知世とさくらは、料理を皿に盛るとケルベロスと一緒に食べ始めた。
一方、麻帆良学園では……
「ネギくん、明日菜ちゃんに刹那ちゃんに木乃香に小太郎君…… それにエヴァ、来たかね」
学園長は、ネギと一部の関係者とエヴァを呼び出した。
「じじい、急に呼び出すとは、何か用か?」
エヴァは、学園長に聞いた。
「エヴァ、ワシを殺すきか!」
学園長は、首を押さえながら言った。
「ふんっ!」
「話しがあるのなら、もったいぶらずに言ってくれ! 言わないのなら帰るぞ」
「分かった。

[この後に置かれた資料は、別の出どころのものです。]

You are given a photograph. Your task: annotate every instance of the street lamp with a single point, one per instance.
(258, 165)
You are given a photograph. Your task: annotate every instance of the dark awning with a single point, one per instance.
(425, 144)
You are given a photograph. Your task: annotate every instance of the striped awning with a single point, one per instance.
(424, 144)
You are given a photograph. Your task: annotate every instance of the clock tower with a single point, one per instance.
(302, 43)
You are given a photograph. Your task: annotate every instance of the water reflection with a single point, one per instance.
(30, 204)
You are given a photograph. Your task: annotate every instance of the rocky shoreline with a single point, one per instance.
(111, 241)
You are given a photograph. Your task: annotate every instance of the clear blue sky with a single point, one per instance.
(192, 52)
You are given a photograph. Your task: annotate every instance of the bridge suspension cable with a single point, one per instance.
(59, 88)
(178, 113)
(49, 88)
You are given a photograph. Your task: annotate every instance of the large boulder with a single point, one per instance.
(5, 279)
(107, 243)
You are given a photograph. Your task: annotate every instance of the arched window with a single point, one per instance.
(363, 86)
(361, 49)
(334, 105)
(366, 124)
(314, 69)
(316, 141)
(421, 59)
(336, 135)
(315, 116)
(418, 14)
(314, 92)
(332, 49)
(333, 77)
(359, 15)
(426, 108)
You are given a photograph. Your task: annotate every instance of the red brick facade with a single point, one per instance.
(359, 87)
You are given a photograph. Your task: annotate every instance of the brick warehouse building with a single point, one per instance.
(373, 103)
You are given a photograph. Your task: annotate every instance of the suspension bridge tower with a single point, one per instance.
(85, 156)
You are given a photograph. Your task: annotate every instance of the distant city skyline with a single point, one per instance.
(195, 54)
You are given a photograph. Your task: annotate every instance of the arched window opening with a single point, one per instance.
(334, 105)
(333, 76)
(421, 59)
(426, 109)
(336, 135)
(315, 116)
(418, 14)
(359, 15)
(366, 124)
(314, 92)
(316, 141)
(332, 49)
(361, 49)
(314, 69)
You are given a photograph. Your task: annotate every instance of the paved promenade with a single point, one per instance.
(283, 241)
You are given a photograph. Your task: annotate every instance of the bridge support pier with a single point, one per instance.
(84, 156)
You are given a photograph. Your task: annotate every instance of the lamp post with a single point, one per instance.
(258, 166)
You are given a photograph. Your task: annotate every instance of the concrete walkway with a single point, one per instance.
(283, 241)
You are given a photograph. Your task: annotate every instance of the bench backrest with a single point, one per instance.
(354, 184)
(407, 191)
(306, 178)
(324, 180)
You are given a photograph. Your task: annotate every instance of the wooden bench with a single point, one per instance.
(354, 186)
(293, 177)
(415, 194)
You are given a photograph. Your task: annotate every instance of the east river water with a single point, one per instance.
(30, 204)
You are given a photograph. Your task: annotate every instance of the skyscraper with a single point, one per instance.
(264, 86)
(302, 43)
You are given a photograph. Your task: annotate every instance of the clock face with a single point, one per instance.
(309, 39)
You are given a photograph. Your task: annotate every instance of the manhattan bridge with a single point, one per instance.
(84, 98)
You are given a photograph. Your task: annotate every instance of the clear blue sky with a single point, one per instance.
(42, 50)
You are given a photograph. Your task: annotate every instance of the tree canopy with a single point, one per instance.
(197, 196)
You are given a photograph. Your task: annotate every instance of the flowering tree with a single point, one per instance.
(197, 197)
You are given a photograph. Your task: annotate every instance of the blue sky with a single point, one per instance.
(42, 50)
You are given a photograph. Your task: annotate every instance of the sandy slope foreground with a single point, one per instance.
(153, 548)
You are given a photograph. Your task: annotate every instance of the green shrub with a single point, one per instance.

言うから、待つのじゃ」
「さっさと言え! 言わないとくびり殺すぞ」
エヴァと小太郎は、学園長に圧力を掛けた。
「之は、麻帆良学園に保管されている魔法書なんじゃ」
「ふんっ、唯の魔法書か… そんな物の為に呼び出しやがったのか、じじい!」
「まぁ、落ち着け。 之は、唯の魔法書じゃない。 『クロウ・リード』が著した魔法書なんじゃ」
学園長は、説明をした。
「『クロウ・リード』て、誰なんですか?学園長!」
ネギは、学園長に聞いた。
「ぼうやは、知らないかも知れないが、お前の父親ナギの魔力を凌ぎ、アルビレオ・イマより性格が悪いやつだ!」
ネギと明日菜、木乃香、刹那、小太郎は?になった。
「分かりやすく言うとだな、『クロウ・リード』は李家の出身なんじゃ」
「李家?」
「李家はの、香港の魔法協会の長を務めておるんのじゃ。 次期当主が行方不明と聞いておる」
「此の『魔法書』が、どうかしたのですか?」
ネギは、クロウの魔法書を手にとって聞いた。
「あれ? 此の書、開けませんよ」
ネギが、書を開こうとしても開けなかった。
「実は、どうやっても其の書を読む事が出来んのじゃよ…… 可也、強力な魔法で封印されとるみたいでの」
其の時、電話が鳴った。
じゃりりり〜ん
「もしもし、近衛じゃが………」
『お久しぶりです。 近衛さん、柊沢エリオルです』
「おぉっ、柊沢くんか」
『わたしが、クロウ・リードだった時に、預けておいた魔法書が必要になる事態が起こるかもしれません』
「必要になる事態とな……」
『近々、クロウ・リードとナギ・スプリングフィールドに怨みを持つ一派が行動を起こすはずです。 そして決戦の地は、麻帆良学園のはずです』
「何! 麻帆良学園が戦場になるじゃと!」
『私は、数年前、最強ではない自分を手にした為、クロウ・リードだったときの半分しか魔力がありません。其の為、完全には未来が分かりません』
「分からんじゃと! 如何言う意味じゃね……」
『言った、ままです。 私には、未来を見通すだけの魔力は無いという事です』
「じゃあ、未来を見通す事の出来る者が居ると言うのか」
『はい。 日本に、たった一人だけ居ます。 クロウ・リードの後継者にして此の世で最強の魔力の持ち主です。 恐らく全次元を含めて、最強の魔力の持ち主です』
「此の世で、最強の魔力とな。 其の者は、何処に住んでいるのかね?」
『友枝町って言うところに住んでいますよ』
「友枝町じな、こっちから迎えを出そう……」
『其れから、急ぎのお願いがあります』
「お願いとは、何かな?」
『之から、起こる事の為に二学期の初日から転入生を受け入れて欲しいのです』
「転入生? お安いことじゃ。 で、其の転入生の名は?」
『木之本さくらさんです』
「木之本? クロウが、封印した伝説の魔法で香港を拠点に悪さしていた連中を壊滅させたと言う、あの木之本さんかね?
分かった。 手続きは、ワシがしておこう……」
『お願いします』
「君もこっちに来るんじゃろ。 一緒に手続きをしておこう」
『お手数お掛けします。 私は、そっちに向かう準備がありますから、これで失礼します』
そう言って電話は、切れた。
「すまんが、急に仕事が入ったんじゃ。明日、改めて来てくれ」
学園長が、言うと明日菜達は学園長室から出て行った。